INF 510

This is the first of 3 “milestones” for the final project. Please read this entire document

carefully.

This project can be done individually or in pairs (no groups larger than 2 are allowed). The
amount of effort for a pair project will be roughly double an individual project. You are on your
own to set up a group if you so desire (feel free to use the Piazza forum, etc.). Once you have
turned in this first assignment as a group, you must keep that group throughout the project.
In general, the focus of the project is to show you can acquire, model, store and process
multiple sources of data, and build reliable pipelines to do so. For this course, actual “analysis”
of the data is secondary; you’ll be expected to say something about the data, but your
conclusions are not the focus of the project.

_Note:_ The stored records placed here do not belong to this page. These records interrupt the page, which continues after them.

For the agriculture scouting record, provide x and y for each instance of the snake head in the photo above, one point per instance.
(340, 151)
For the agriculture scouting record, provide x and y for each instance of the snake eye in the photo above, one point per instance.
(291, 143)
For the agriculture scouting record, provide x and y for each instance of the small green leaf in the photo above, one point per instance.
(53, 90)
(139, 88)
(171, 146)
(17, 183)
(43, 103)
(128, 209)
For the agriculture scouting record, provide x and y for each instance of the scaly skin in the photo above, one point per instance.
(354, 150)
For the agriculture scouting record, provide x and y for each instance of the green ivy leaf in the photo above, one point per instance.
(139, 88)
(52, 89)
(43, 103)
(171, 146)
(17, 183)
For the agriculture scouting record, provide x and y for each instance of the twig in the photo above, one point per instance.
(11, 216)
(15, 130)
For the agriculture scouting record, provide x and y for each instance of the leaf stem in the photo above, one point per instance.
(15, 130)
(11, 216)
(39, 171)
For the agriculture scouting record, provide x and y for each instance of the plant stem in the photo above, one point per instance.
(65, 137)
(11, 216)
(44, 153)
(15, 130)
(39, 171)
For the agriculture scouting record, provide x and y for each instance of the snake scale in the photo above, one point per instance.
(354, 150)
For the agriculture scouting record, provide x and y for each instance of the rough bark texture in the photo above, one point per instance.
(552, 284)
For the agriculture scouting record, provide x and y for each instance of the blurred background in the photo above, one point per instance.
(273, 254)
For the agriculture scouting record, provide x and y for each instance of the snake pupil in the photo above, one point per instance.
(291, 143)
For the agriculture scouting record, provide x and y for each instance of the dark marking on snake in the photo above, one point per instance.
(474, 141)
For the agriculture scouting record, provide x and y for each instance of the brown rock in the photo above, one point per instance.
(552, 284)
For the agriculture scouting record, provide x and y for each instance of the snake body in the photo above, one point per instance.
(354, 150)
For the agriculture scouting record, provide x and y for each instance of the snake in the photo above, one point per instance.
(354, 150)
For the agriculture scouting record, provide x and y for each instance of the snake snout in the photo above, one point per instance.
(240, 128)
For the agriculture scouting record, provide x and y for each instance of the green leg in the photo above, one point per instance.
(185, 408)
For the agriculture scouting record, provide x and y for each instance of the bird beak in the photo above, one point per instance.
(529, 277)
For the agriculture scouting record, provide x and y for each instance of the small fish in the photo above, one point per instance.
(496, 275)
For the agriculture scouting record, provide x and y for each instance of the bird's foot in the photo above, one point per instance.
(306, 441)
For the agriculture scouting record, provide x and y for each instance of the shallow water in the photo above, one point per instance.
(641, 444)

Your project will be scored on a number of factors, including (but not limited to!) the
complexity and size of your datasets, the quality of your pipeline and modeling code, and the
writeup of your research statement and conclusions. It’s a sizable amount of work, but it’s your
chance to actually do something substantial with data, so I hope you have fun with it!
The project contains three “milestones”, outlined below. Each one will be turned in separately,
with the final submission being your final project. Note that the first two milestones are
submitted via our course website. The final submission is to be done via GitHub.
Briefly, milestones are:

1). Data set and problem selection
2). Data acquisition and modeling infrastructure
3). Research conclusions and writeup